MITF Regulates Expression of IRF4

(A) The expression of the Mitf and Irf4 mRNAs is reduced in hearts from Mitf^mi-vga9 mutant mice, as determined by qPCR analysis. Data are represented as mean ± SEM.

(B) Expression of the MITF, IRF4, TFAP2a, DCT, and TYR genes upon treatment with shRNA against MITF, IRF4, TFAP2A, and negative control in 501mel melanoma cells as determined by qPCR analysis is shown. Data are represented as mean ± SEM.

(C) Western blot shows expression of the MITF, TFAP2A, IRF4, and β-actin proteins in 501mel cells after shRNA treatment. Intensity quantification is relative to actin-loading control. See also Figure S2.

(D) Overexpression of the mouse Mitf (mMitf) cDNA (expressed from pcDNA3.1) in 501mel melanoma cells and in HEK293T embryonic kidney cells affects expression of the TYR and IRF4 mRNAs as assayed by RT-qPCR, whereas β-actin expression is unchanged. mMitf was detected with species-specific primers that only recognize the mouse Mitf gene. See also Figure S3.

See also Figure S2 and Table S3.

MITF and TFAP2A Affect IRF4 Expression by Binding Regulatory Elements in Intron 4

(A) Schematic view presents the IRF4 gene. The sequence shows a comparison of MITF- and TFAP2A-binding sites in intron 4 of IRF4 among humans (H sap [Homo sapiens]), gorilla (G gor [Gorilla gorilla]), chimpanzee (P tro [Pan troglodytes]), and mouse (M mus [Mus musculus]). The location of the rs12203592 polymorphism is indicated.

(B) ChIP analysis of a GST-tagged MITF protein (a-GST AB) was performed in 501mel cells. Primers specific for HSPA1B (negative control), TYR (positive control), and intron 4 of IRF4 are indicated. The GST-tagged Mitf only precipitated TYR and IRF4 sequences.

(C) ChIP analysis of TFAP2A in 501mel cells is presented. PCR products specific for TGFA (positive control), HSPA1B (negative control), and intron 4 of IRF4 are shown.
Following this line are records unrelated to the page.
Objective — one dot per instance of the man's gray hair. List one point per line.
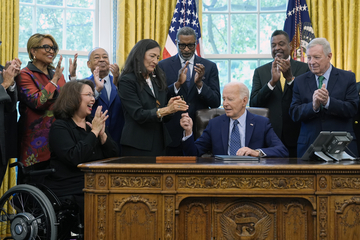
(320, 41)
(186, 31)
(92, 50)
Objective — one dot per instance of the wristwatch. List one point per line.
(158, 113)
(260, 152)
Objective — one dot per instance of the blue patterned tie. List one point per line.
(188, 77)
(321, 79)
(235, 139)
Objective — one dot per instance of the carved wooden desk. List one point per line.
(284, 199)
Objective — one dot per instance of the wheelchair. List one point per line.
(33, 211)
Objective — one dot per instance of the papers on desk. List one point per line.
(236, 158)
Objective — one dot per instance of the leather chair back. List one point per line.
(203, 117)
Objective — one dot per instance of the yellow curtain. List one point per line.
(9, 35)
(338, 22)
(140, 19)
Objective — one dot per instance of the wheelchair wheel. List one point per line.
(28, 213)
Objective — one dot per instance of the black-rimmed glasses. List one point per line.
(88, 94)
(191, 46)
(48, 48)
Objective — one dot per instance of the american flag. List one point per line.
(298, 27)
(185, 15)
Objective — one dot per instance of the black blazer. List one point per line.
(142, 128)
(277, 101)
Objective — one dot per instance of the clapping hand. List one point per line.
(199, 74)
(115, 70)
(99, 85)
(182, 75)
(58, 71)
(98, 124)
(73, 66)
(9, 74)
(176, 104)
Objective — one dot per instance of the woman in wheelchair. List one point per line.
(76, 137)
(51, 211)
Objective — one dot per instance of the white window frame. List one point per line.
(229, 57)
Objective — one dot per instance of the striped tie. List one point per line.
(235, 139)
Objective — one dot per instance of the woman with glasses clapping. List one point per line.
(39, 84)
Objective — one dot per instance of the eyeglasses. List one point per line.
(48, 48)
(191, 46)
(89, 94)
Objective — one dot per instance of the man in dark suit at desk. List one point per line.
(324, 99)
(8, 114)
(272, 88)
(237, 132)
(199, 84)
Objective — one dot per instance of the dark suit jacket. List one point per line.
(209, 97)
(356, 123)
(8, 129)
(142, 128)
(115, 122)
(338, 117)
(277, 101)
(258, 135)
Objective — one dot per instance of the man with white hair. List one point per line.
(237, 132)
(324, 99)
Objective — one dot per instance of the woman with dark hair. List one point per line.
(75, 137)
(39, 84)
(142, 89)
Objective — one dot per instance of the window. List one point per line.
(236, 35)
(73, 23)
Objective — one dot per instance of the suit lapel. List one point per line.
(250, 124)
(311, 82)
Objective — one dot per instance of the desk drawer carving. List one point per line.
(136, 217)
(345, 182)
(250, 182)
(153, 182)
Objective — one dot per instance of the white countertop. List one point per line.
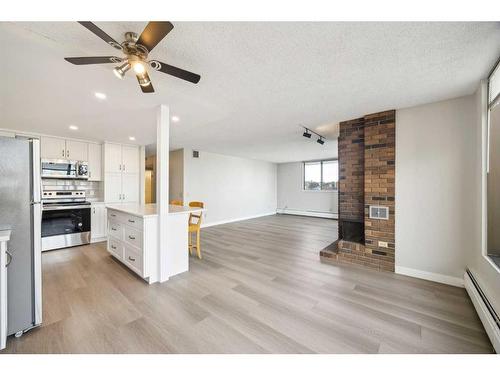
(146, 210)
(4, 235)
TFAP2A only precipitated TGFA and INT4 sequences.

(D) Gel shift analysis shows the binding of TFAP2A to the ancestral sequence (INT4-WT) in intron 4 of IRF4 (coordinates chr6: 396309–396333 in build GRCh37.p5 of the human genome), but not to the rs12203592-T sequence (INT4-RS) or to a completely mutated sequence (INT4-mut).

(E) Luciferase reporter assays were performed in 501mel melanoma cells using intron 4 of IRF4 as a reporter. The ancestral IRF4 intron 4 sequence (intron 4, blue), the rs12203592-T polymorphic sequence (intron 4-rs), a sequence where all MITF-binding sites were mutated (intron 4-3xE), and a sequence containing mutated MITF sites and the rs12203592-T polymorphism (intron 4-3xE+rs) were tested. The luciferase reporters were cotransfected with the wild-type MITF and TFAP2A proteins and with a dominant-negative version of MITF (MITF^mi). Statistical analysis was done using unpaired t test. Data are represented as mean ± SEM.
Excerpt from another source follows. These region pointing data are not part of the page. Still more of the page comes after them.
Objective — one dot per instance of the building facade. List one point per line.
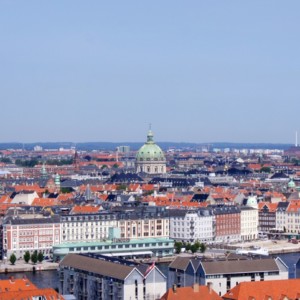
(150, 158)
(100, 277)
(228, 223)
(23, 233)
(192, 225)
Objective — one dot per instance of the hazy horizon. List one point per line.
(200, 71)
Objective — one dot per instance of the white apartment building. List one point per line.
(249, 223)
(29, 232)
(192, 225)
(288, 217)
(86, 228)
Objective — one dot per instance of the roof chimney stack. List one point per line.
(196, 287)
(209, 286)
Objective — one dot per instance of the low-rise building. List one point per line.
(119, 247)
(224, 275)
(98, 277)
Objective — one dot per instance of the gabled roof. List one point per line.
(274, 289)
(201, 292)
(239, 266)
(180, 263)
(96, 266)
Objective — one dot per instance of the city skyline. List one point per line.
(200, 73)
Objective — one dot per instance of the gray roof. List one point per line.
(240, 266)
(180, 263)
(96, 266)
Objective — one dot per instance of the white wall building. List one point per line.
(192, 226)
(249, 223)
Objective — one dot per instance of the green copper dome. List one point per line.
(291, 184)
(150, 151)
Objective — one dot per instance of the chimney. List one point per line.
(196, 287)
(209, 286)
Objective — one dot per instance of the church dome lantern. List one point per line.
(150, 158)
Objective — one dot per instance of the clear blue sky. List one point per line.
(199, 71)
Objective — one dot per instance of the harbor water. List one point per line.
(44, 279)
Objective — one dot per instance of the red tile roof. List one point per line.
(270, 289)
(201, 292)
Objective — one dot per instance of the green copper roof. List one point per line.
(150, 151)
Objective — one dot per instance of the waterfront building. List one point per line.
(272, 289)
(92, 277)
(22, 288)
(281, 217)
(267, 216)
(195, 291)
(222, 275)
(249, 223)
(182, 271)
(228, 223)
(24, 197)
(28, 232)
(288, 217)
(86, 227)
(192, 225)
(119, 247)
(144, 222)
(150, 158)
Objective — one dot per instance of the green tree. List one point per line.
(12, 259)
(26, 256)
(40, 257)
(34, 257)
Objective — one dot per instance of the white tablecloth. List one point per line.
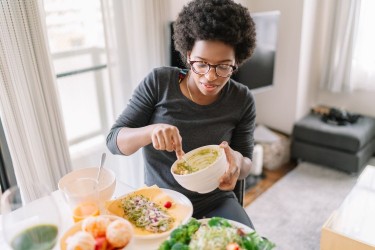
(67, 221)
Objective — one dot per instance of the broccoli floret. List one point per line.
(165, 245)
(192, 227)
(218, 222)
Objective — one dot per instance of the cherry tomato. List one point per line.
(167, 204)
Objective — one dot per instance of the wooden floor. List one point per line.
(270, 178)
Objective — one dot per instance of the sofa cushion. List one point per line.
(350, 138)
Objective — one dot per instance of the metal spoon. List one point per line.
(102, 160)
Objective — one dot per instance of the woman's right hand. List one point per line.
(167, 137)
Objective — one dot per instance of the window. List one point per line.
(76, 40)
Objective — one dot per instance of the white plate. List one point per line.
(235, 224)
(178, 198)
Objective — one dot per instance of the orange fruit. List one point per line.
(84, 210)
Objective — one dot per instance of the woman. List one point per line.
(174, 110)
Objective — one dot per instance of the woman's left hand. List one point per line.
(230, 177)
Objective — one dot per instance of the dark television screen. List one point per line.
(258, 71)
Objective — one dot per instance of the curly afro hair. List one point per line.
(215, 20)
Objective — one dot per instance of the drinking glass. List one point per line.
(30, 218)
(82, 196)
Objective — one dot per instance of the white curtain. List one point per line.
(137, 41)
(363, 63)
(343, 33)
(29, 108)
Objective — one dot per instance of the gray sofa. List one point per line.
(347, 148)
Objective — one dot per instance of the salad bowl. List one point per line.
(200, 169)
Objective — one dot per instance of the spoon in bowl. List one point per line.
(102, 160)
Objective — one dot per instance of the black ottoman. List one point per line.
(347, 148)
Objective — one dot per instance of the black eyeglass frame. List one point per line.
(213, 66)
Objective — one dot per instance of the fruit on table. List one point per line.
(84, 210)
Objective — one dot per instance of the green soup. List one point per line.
(40, 237)
(198, 161)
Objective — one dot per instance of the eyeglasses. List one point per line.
(221, 70)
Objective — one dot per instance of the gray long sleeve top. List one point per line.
(158, 99)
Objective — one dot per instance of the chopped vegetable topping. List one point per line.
(144, 213)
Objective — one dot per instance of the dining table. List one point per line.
(67, 221)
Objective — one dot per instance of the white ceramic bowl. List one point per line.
(107, 182)
(204, 180)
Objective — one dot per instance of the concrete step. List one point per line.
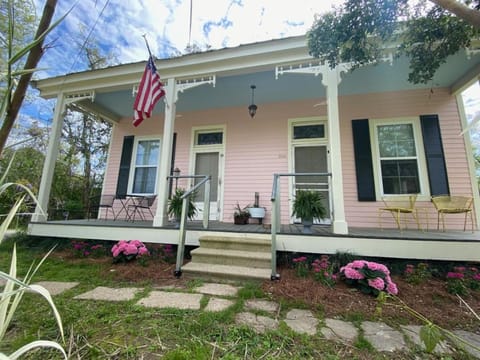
(232, 257)
(235, 243)
(218, 272)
(F) Cells homozygous for the ancestral allele (CC) express significantly higher levels of IRF4 than cells homozygous for the rs12203592-T polymorphism (TT). Fold expression data are represented relative to pooled mean TT expression ± SEM. Statistical analysis was performed using ANOVA (p < 0.001).

(G) A western blot shows expression of the IRF4 protein in melanocytes from CC and TT individuals. Intensity quantification is relative to GAPDH-loading control. Note the decrease of basal IRF4 protein in the TT melanocyte cell lines.

See also Figures S3, S4, and S5.

Western Analysis Showing MITF, IRF4, TFAP2A, and TYR Expression upon shRNA Treatment, Related to Figure 4C

Western blot showing expression of the MITF (Thermo Fisher C5), TFAP2A (Abcam ab52222), IRF4 (Cell Signaling, IRF4 (CST #4299), TYR (Santa Cruz sc-7833) and β-actin (Millipore C4 MAB1501R) proteins in 501mel cells after shRNA treatment.